Pienso en ella, mientras leo el que parece ser el final de Ca la Seu, el negocio de cuerdas que abrió en 1510, y que de principio a fin siempre estuvo en manos de la misma familia. Los últimos fueron los hermanos Monserrat Frontera. Esta semana ha salido el anuncio de venta de todo el edificio, casi 700 metros cuadrados, por 9,2 millones de euros. Hasta cinco inmobiliarias buscan a quien pueda soltar semejante cantidad.
Donde durante siglos, los artesanos tejieron alfombras, cestas, sàrries, estormies, esterillas, todo tipo de enseres de esparto, mimbre, palmito, junco y cáñamo se alojarán los vehículos de los nuevos propietarios, en una de las esquinas de Canamunt que trenzó hasta los ochenta nuestra historia.
Después, acabó convertido en bar, regentado por Malaky, uno de los hijos del escritor Kerrigan, y Carolina Peronneau, que supieron mantener la esencia de Ca la Seu. Ella fue la última en regentarlo, vivió en sus carnes la historia de la desaparición de un barrio que se ha convertido en el reclamo inmobiliario de una ciudad vendida al mejor postor. Fue el inversor sueco Jimmy Brodesson quien se hizo con el edificio, que tras una reforma que le ha dado la vuelta al calcetín, lo ha puesto a la venta como vivienda unifamiliar por más de nueve millones de euros.
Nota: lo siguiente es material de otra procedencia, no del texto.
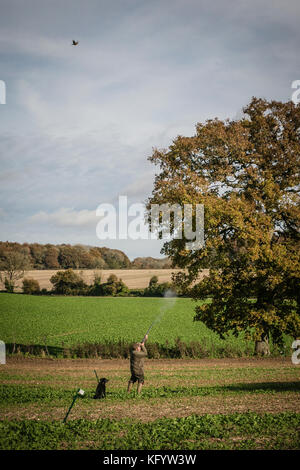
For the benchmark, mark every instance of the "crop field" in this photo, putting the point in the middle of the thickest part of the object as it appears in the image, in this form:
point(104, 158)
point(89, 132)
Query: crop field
point(64, 322)
point(225, 400)
point(185, 404)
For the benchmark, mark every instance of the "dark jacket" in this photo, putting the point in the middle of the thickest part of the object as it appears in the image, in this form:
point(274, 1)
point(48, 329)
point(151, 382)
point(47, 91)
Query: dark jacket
point(137, 361)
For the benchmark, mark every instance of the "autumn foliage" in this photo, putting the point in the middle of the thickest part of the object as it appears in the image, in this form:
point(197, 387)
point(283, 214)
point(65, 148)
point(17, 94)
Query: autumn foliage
point(246, 173)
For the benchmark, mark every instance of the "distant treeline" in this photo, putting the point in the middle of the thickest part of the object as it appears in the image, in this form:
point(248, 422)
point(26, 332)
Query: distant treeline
point(81, 257)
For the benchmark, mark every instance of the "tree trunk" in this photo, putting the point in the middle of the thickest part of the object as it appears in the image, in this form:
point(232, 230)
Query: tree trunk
point(262, 347)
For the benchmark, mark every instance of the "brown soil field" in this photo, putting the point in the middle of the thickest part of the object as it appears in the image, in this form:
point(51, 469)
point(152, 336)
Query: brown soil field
point(133, 278)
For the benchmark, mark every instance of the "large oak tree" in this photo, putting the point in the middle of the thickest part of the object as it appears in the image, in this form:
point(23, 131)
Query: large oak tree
point(246, 173)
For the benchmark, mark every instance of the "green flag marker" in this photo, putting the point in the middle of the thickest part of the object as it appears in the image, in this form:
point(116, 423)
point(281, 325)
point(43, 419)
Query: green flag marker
point(79, 393)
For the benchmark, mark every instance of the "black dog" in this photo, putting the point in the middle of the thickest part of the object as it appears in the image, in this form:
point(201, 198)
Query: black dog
point(101, 388)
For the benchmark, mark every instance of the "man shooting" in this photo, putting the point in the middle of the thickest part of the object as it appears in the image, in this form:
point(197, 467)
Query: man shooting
point(137, 354)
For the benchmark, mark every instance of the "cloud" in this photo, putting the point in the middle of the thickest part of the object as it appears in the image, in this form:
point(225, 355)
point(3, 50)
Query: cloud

En el corazón de la crisis de viviendas, donde conseguir un alquiler o la compra de un lugar donde vivir se ha convertido en una pesadilla para el común de los mortales, una familia –o a ver quién, y en qué modalidad– se instalará en un edificio con piscina, cinco dormitorios y hasta siete baños. El aparcamiento del inmueble se situará donde las manos de los artesanos Monserrat trenzaron nudos para hacer sàrries y otros enseres de cuerda que abastecieron a los de aquí y a los de allá. A mí se me hace un nudo en la garganta.
Releo el libro conversación Cuerdas y recuerdos en sa Gerreria, que mantuvieron Andreu Monserrat Frontera y el escritor Avelino Hernández, que urden con palabras una historia más que ha desaparecido, aunque seamos muchos los que intentamos mantener su recuerdo, como Toni Sorell, que salvaguarda los rótulos de la ciudad desvanecida en una iniciativa esperanzadora. Se trata de la adopción de letreros de negocios de Palma, que él encuentra, y que la empresa local Tot Herba custodia en sus almacenes. Se trata de poner en valor lo que para muchos no es nada y, sin embargo, es un pespunte más en la historia de nuestras ciudades, de nuestros pueblos, de los lugares nuestros. Así se ha salvado el letrero de Ca la Seu, su último nudo.